5. Imposition of Other Requirements. The Company reserves the right to impose other requirements on the shares of Restricted Stock, to the extent the Company determines it is necessary or advisable for legal or administrative reasons, and to require the Unitholder to sign any additional agreements or undertakings that may be necessary to accomplish the foregoing.
SECTION 83(b) ELECTION FORM
RETURN RECEIPT REQUESTED
Internal Revenue Service Center
Re: Election Under §83(b) of the Internal Revenue Code
Dear Sir or Madam:
The undersigned hereby elects under Section 83(b) of the Internal Revenue Code to include in the taxpayer’s gross income for the taxable year in which the property described below was transferred, the excess (if any), of the fair market value of such property at the time of its transfer, over the amount (if any) paid for such property.

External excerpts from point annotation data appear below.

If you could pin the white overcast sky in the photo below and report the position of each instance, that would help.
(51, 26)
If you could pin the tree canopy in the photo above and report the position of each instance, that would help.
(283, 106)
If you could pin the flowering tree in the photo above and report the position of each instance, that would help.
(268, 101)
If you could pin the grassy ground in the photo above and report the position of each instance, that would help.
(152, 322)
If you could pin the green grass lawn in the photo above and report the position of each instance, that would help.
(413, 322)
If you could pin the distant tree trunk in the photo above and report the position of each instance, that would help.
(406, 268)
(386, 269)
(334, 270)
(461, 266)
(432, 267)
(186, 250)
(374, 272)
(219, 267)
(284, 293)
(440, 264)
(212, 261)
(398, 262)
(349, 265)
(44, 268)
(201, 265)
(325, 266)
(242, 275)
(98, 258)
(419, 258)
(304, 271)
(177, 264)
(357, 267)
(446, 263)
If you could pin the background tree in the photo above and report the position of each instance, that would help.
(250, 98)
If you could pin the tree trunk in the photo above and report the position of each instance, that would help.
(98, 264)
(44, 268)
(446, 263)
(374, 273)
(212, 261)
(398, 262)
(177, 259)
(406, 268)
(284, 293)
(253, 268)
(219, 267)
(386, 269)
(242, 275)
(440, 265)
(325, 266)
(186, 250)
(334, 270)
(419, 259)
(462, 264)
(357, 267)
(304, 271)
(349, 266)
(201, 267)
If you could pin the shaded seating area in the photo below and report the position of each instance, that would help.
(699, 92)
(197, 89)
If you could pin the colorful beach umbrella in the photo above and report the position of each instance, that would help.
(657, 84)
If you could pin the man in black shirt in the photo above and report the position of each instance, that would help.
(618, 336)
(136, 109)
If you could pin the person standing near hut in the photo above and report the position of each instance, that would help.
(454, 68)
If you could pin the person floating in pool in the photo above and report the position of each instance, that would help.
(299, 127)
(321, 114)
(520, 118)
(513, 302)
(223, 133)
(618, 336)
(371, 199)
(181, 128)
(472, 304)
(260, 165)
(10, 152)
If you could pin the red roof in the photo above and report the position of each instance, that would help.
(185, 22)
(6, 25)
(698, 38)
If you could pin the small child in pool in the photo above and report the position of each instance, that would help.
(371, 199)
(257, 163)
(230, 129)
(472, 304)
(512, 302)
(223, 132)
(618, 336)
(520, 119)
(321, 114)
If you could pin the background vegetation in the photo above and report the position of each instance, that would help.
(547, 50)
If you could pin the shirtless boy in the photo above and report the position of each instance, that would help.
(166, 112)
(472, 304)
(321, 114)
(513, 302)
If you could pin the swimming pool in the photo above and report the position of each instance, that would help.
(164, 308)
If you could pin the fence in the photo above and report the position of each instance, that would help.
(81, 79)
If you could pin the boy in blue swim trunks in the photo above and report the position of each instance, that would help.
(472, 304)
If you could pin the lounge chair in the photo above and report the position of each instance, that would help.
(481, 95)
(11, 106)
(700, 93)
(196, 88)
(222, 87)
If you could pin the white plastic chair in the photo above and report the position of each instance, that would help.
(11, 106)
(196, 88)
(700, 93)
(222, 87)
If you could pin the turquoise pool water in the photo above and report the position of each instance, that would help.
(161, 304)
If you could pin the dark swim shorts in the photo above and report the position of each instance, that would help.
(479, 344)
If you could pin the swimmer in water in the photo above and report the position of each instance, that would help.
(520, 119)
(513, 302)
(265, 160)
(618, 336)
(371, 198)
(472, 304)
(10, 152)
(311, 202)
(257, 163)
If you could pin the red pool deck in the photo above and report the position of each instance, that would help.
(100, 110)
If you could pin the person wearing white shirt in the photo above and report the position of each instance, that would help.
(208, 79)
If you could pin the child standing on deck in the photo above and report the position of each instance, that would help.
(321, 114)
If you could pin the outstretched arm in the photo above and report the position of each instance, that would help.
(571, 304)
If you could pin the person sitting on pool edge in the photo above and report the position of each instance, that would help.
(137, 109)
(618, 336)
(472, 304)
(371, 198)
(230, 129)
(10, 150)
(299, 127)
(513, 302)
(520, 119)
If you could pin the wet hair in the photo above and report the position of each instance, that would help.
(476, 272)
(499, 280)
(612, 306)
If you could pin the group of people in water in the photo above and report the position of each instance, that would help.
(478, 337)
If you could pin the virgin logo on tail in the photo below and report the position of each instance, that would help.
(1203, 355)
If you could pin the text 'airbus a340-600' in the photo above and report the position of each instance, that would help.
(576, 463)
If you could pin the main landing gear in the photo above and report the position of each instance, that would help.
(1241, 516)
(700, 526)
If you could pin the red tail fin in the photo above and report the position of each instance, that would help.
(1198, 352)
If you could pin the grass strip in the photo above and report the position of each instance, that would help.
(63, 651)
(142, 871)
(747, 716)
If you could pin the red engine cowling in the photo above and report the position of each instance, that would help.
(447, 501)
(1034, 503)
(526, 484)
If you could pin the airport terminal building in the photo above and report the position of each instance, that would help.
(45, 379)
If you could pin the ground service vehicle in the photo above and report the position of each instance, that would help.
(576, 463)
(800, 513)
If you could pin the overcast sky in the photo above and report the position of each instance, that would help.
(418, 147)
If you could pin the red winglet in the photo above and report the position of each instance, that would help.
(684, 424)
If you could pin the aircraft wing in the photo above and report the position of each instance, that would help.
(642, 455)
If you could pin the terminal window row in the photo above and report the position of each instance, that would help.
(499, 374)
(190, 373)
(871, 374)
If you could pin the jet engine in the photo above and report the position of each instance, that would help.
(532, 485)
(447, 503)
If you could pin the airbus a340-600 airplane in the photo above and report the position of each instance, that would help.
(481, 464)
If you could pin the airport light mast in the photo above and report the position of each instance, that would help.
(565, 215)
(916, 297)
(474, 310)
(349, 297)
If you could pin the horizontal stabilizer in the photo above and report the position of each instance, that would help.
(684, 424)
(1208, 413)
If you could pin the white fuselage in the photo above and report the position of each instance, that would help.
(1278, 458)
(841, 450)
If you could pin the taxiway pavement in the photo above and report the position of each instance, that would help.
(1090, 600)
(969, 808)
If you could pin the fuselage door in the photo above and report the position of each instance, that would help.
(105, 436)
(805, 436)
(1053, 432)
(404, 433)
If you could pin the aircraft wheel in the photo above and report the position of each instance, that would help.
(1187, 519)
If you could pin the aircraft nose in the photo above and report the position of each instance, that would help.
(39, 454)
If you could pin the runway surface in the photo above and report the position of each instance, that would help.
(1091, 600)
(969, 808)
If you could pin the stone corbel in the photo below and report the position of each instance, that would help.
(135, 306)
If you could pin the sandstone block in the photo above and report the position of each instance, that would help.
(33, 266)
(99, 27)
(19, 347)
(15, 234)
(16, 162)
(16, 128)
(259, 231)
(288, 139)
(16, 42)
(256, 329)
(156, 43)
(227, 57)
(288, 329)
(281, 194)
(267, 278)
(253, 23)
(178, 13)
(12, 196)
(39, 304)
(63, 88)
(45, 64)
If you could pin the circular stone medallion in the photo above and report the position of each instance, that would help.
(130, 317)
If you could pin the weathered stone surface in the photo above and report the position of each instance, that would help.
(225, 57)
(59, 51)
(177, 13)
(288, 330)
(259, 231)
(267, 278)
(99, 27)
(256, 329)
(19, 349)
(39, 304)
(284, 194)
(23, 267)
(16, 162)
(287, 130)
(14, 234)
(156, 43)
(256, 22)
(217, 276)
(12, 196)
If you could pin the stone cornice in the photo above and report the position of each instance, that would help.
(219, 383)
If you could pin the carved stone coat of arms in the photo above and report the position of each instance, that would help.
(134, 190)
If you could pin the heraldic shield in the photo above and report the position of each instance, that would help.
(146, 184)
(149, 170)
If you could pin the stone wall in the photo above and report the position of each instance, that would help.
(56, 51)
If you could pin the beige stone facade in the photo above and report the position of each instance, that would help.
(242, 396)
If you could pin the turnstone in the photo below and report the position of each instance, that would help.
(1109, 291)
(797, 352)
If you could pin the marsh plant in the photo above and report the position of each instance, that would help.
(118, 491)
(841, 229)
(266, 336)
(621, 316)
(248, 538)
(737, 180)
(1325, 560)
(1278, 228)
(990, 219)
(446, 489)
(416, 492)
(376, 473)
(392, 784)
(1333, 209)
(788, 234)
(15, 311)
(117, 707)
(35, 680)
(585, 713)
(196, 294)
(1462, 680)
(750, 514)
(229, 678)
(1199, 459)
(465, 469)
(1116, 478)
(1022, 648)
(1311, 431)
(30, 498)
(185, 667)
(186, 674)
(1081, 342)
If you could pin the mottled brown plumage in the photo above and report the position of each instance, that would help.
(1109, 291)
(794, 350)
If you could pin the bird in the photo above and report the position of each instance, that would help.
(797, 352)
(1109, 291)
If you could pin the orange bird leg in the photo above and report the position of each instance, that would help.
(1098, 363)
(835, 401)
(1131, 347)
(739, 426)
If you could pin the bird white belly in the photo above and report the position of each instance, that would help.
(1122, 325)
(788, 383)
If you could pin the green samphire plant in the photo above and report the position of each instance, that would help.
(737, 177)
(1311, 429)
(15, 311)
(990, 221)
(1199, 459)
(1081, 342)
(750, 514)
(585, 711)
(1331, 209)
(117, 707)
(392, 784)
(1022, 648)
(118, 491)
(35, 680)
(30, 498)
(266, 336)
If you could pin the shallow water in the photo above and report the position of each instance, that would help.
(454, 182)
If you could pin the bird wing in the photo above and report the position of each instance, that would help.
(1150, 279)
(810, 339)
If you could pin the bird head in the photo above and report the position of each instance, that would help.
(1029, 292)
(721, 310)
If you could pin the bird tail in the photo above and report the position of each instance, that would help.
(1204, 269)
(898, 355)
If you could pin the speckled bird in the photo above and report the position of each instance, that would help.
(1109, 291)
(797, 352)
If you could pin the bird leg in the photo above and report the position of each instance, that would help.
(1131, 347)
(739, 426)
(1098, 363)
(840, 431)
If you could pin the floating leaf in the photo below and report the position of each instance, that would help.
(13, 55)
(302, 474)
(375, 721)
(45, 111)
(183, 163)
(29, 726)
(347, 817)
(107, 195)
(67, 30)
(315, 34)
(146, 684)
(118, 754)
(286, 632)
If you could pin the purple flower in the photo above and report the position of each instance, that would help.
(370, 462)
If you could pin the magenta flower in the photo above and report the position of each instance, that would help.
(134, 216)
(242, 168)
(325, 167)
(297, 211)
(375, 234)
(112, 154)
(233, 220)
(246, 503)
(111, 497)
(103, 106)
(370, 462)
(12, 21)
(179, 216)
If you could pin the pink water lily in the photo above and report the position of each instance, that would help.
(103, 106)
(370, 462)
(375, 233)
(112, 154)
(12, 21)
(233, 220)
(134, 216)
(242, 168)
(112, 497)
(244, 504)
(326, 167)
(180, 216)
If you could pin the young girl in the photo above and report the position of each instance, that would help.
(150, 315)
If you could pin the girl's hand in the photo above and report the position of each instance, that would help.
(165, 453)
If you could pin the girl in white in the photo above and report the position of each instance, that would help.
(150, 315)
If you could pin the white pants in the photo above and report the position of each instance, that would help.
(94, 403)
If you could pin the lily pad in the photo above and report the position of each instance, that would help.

Pursuant to Treas. Reg. § 1.83-2(e), the following information is submitted:
|1.||Name of taxpayer: _________________|
|2.||Address of taxpayer: _________________|
|3.||Social Security Number: _________________|
|4.||Property with respect to which the election is being made: shares of Common Stock of Snap One Holdings Corp.|
|5.||Date Interest Acquired: , 2021|
|6.||Taxable Year for which election is being made: calendar year 2021|
|7.||Nature of the restriction or restrictions to which the property is subject: While the shares of Common Stock described in Paragraph 4 are held by the undersigned, such shares remain subject to vesting based upon the continued performance of substantial services and/or applicable performance conditions.|
|8.||Fair Market Value of the property at the time of transfer/acquisition, determined without regard to any lapse restrictions and in accordance with Revenue Procedure 93-27: $|
|9.||Amount paid for the property: $|
Pursuant to Treas. Reg. § 1.83-2(e), a copy of this election has been furnished to the person for whom the undersigned’s services are performed.